Sect commissioner Ursula Caberta sees deficiencies in the downtown district office. Business sector speaks up.

Hamburg, Germany
January 5, 2002
Welt am Sonntag

by Martin Kopp

The problems with Scientology's exhibit downtown are getting bigger: on Friday morning the cult opened a "What is Scientology?" exhibit in the "Café Seeterrassen in Planten un Blomen." Meeting between the downtown district office and the business manager to prevent the event had no effect (as reported by "die Welt"). Now the Interior Ministry's sect commissioner, Ursula Caberta, has accused the office of not doing enough.

"More could have and should have been done," said Caberta. If the DVU would have wanted to organize an exhibit there, people would have taken basic action against it." Caberta stated that she had already notified the downtown office on Thursday morning, after she learned about the exhibit. There was a little consultation, and, according to the Task Force on Scientology, there was enough margin in the contract to end the engagement. The contract said that the use of the cafe complex with a view of the park should not be incompatible with use of the park itself.

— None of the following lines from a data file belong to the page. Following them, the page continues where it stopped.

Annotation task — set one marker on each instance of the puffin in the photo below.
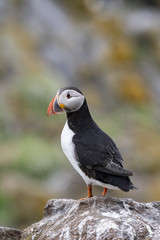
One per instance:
(92, 153)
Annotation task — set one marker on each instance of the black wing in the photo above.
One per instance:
(97, 151)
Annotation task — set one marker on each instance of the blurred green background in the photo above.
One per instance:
(111, 51)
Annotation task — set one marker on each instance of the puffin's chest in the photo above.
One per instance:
(67, 143)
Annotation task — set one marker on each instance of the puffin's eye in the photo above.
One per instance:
(68, 96)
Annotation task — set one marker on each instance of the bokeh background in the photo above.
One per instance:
(110, 49)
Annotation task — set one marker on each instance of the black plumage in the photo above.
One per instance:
(96, 153)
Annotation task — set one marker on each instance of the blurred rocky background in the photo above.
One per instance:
(110, 49)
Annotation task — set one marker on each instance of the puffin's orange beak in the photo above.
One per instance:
(54, 108)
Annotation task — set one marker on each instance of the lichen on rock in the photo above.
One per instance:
(97, 218)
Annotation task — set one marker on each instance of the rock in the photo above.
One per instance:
(9, 233)
(97, 218)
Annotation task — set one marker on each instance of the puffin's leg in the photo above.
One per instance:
(104, 191)
(89, 187)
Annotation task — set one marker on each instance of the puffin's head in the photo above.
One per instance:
(68, 99)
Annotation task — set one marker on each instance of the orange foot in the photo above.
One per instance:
(104, 192)
(89, 187)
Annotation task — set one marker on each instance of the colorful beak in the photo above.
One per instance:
(54, 108)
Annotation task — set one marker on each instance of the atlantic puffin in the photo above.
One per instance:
(91, 152)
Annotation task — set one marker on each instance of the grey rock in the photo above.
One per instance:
(9, 233)
(97, 218)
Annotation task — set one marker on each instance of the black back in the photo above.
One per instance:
(96, 153)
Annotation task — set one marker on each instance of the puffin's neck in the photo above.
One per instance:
(80, 120)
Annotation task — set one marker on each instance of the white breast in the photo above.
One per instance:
(69, 150)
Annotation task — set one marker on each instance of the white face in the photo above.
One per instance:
(71, 99)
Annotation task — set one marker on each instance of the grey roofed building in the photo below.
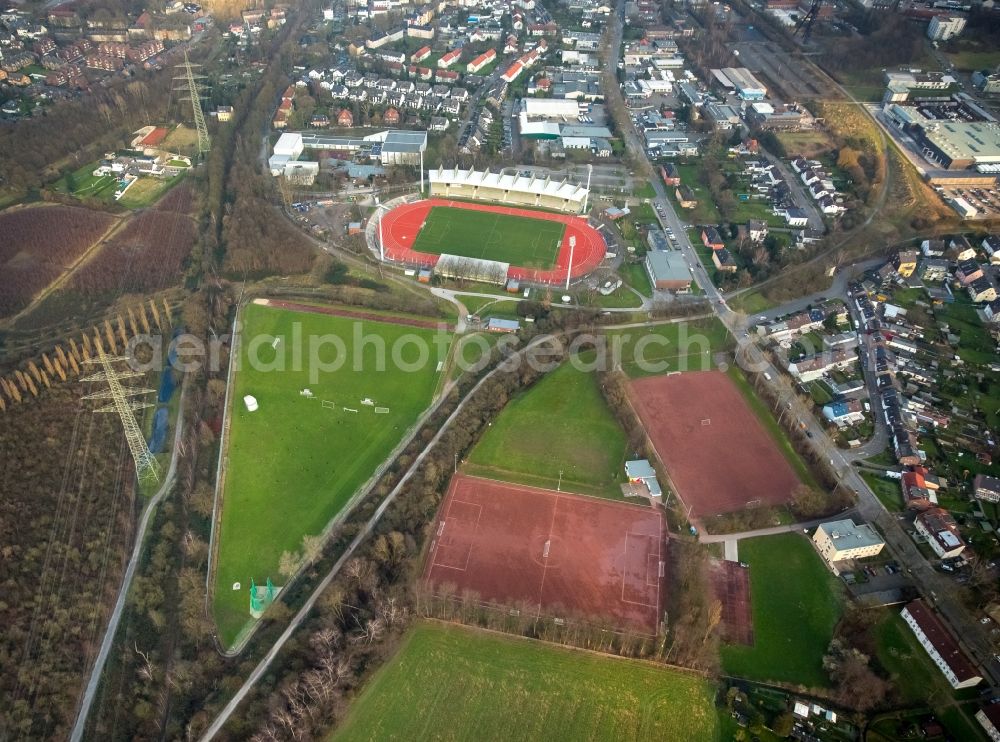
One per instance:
(640, 470)
(724, 117)
(584, 130)
(668, 270)
(657, 240)
(405, 141)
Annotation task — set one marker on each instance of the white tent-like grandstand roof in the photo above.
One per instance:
(509, 182)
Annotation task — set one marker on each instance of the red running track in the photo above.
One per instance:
(550, 552)
(401, 225)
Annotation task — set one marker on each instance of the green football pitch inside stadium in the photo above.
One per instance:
(452, 683)
(518, 240)
(295, 462)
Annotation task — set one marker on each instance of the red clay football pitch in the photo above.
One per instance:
(717, 453)
(732, 588)
(556, 554)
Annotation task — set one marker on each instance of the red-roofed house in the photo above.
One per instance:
(154, 137)
(935, 638)
(513, 72)
(919, 493)
(481, 61)
(449, 59)
(989, 719)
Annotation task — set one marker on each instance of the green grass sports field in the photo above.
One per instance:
(453, 683)
(796, 604)
(561, 423)
(293, 464)
(518, 240)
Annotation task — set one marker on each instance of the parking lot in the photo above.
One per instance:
(985, 201)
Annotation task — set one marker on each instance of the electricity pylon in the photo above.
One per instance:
(189, 84)
(145, 463)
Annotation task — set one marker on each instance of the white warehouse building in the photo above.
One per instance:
(567, 108)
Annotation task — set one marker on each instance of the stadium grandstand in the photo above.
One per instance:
(508, 188)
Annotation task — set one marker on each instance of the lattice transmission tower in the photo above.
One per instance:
(189, 85)
(145, 464)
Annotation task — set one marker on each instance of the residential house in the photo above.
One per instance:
(710, 237)
(991, 246)
(816, 366)
(481, 61)
(844, 539)
(723, 261)
(933, 248)
(757, 230)
(844, 412)
(989, 719)
(968, 271)
(448, 59)
(981, 290)
(796, 217)
(942, 647)
(962, 248)
(986, 488)
(933, 269)
(941, 532)
(905, 262)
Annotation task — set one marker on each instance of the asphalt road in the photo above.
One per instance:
(109, 635)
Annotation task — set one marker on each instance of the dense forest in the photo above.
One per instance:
(66, 518)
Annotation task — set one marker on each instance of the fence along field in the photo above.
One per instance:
(293, 464)
(449, 682)
(39, 244)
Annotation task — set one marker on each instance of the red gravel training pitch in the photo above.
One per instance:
(719, 456)
(551, 553)
(401, 225)
(732, 588)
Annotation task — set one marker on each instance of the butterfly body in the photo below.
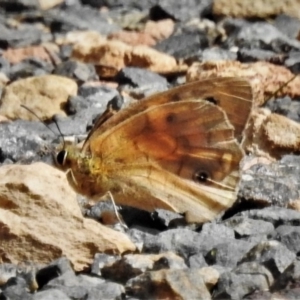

Legal spokesman and downtown district commissary director Georg Cramer defended his decision on Friday and said there was nothing that could have been done about the exhibit. "Mrs. Caberta is overlooking the fact that we are bound by legal matters," said Cramer. He said they appreciated the input from the Task Force on Scientology and had looked it over carefully, but had come to the conclusion that there was not enough grounds to terminate the contract. "The contract has been in effect for ten years, and you can't end that because of a single event. No court in the world would go along with that," said Cramer. But he also said that the exhibit was projecting a poor image upon the park and that they would keep their eye on the manager there.

The manager's name is Felix Thiede, and he sub-leased the "Café Seeterrassen" from his father in summer of 2000. Thiede doesn't want to stop the event: "Scientology is not a legally prohibited organization. As long as nobody is engaging in any criminal behavior here, I see no reason to stop the exhibit." Besides that the vacation season is over. Because of that, he says, the situation is "not so precarious," because there are hardly any visitors to the park. He said he possibly would have felt differently if it would have been summer.

Meanwhile the business sector has also voiced opposition to the Scientology exhibit: "It is bad that the city government couldn't react effectively," said Ulrich Moellers, business manager of the Hamburg Bode Chemie. "We'll have to show some courage on our own." "Moellers now wants to bring the topic up with the board of directors of the industry association.. The "Ring Deutscher Makler" (RDM) has also stepped in: "The district office would have had various alternatives to stop the exhibit," said Peter Landmann, chairman of the Hamburg RDM state association. "I encourage the district office director to to anything he can to close down the exhibit immediately," said Landmann. Scientology plans on holding the exhibit in Hamburg until January 11. Then they move on to Munich.